Virtualized symmetric multiprocessing systems are ubiquitous, from desktop sandboxing to cloud co‑location of mutually distrustful workloads. The paper constructs and demonstrates an access‑driven side‑channel attack that lets a malicious VM extract fine‑grained information, including an ElGamal decryption key, from a victim VM on the same host.
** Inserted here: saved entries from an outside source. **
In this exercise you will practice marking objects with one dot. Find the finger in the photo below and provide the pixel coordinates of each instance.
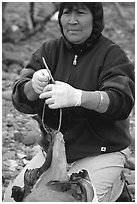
(58, 82)
(42, 83)
(49, 87)
(52, 106)
(45, 95)
(50, 101)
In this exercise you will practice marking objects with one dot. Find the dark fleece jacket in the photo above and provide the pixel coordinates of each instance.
(101, 65)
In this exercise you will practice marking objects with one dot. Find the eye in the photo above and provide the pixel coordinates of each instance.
(66, 11)
(81, 12)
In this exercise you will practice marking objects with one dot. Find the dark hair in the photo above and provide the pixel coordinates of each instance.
(96, 9)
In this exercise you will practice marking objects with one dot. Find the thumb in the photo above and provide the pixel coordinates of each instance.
(59, 83)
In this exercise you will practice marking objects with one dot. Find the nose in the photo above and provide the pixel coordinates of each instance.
(73, 18)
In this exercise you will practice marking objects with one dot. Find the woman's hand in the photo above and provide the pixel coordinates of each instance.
(40, 80)
(61, 95)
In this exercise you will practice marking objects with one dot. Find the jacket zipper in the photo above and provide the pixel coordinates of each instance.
(75, 60)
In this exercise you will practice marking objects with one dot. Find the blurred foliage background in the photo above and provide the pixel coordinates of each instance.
(25, 26)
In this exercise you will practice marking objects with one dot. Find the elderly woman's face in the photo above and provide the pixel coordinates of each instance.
(77, 24)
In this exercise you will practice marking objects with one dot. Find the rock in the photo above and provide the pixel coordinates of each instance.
(29, 138)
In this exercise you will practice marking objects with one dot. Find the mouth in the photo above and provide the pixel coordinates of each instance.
(73, 31)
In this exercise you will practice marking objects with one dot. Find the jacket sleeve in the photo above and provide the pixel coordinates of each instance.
(117, 79)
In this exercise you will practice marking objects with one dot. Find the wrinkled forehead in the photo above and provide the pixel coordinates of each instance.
(74, 6)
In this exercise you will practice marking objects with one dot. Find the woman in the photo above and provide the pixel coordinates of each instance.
(94, 86)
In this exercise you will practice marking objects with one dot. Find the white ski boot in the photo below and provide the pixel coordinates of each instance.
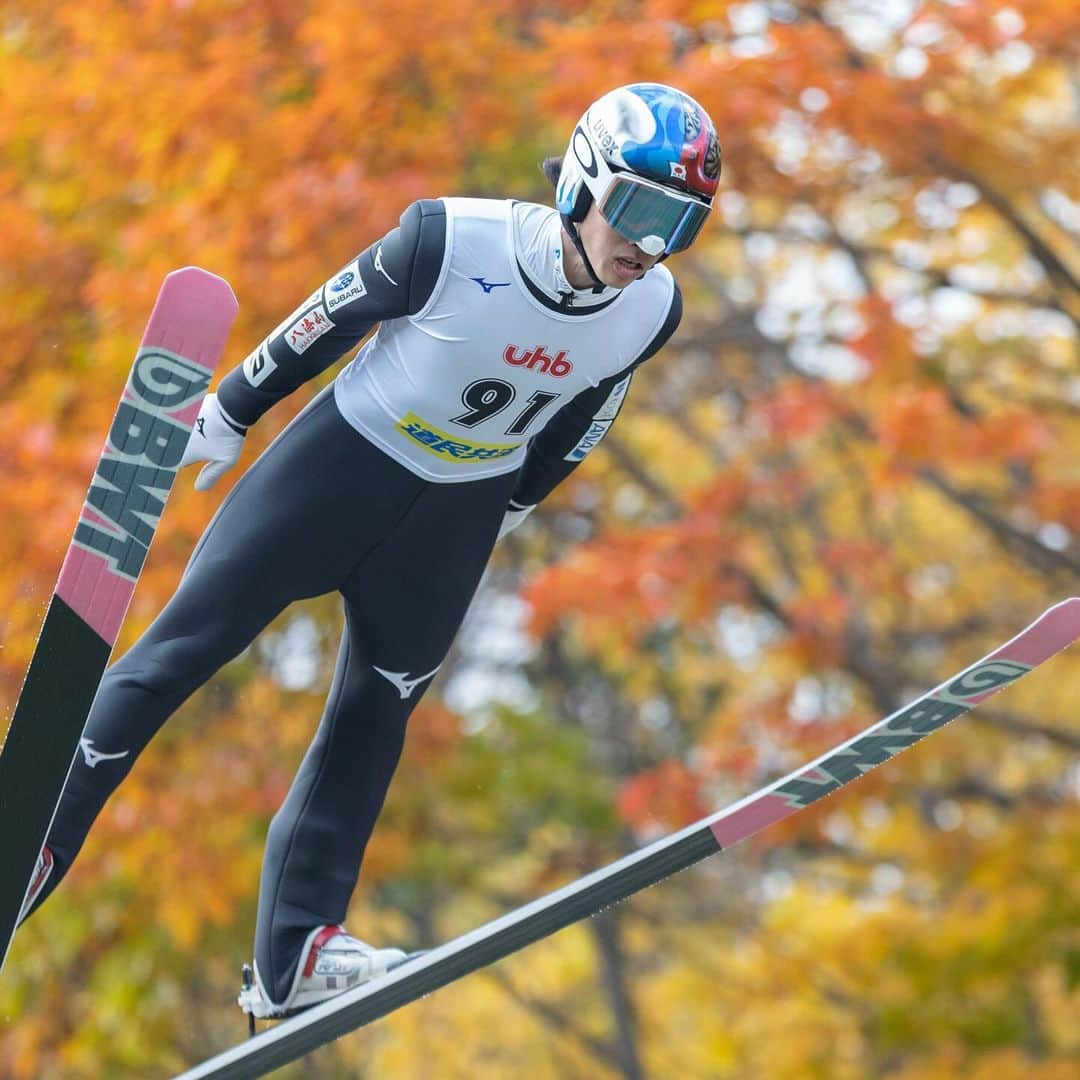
(42, 871)
(333, 962)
The attack overcomes core migration, channel noise, and the need for frequent victim preemption to retrieve fine‑grained data from the victim VM. The authors show that the attack succeeds on a Xen‑virtualized SMP system, successfully extracting an ElGamal decryption key from libgcrypt.

Abstract

This paper details the construction of an access-driven side-channel attack by which a malicious virtual machine (VM) extracts fine-grained information from a victim VM running on the same physical computer. This attack is the first such attack demonstrated on a symmetric multiprocessing system virtualized using a modern VMM (Xen). Such systems are very common today, ranging from desktops that use virtualization to sandbox application or OS compromises, to clouds that co-locate the workloads of mutually distrustful customers. Constructing such a side-channel requires overcoming challenges including core migration, numerous sources of channel noise, and the difficulty of preempting the victim with sufficient frequency to extract fine-grained information from it. This paper addresses these challenges and demonstrates the attack in a lab setting by extracting an ElGamal decryption key from a victim using the most recent version of the libgcrypt cryptographic library.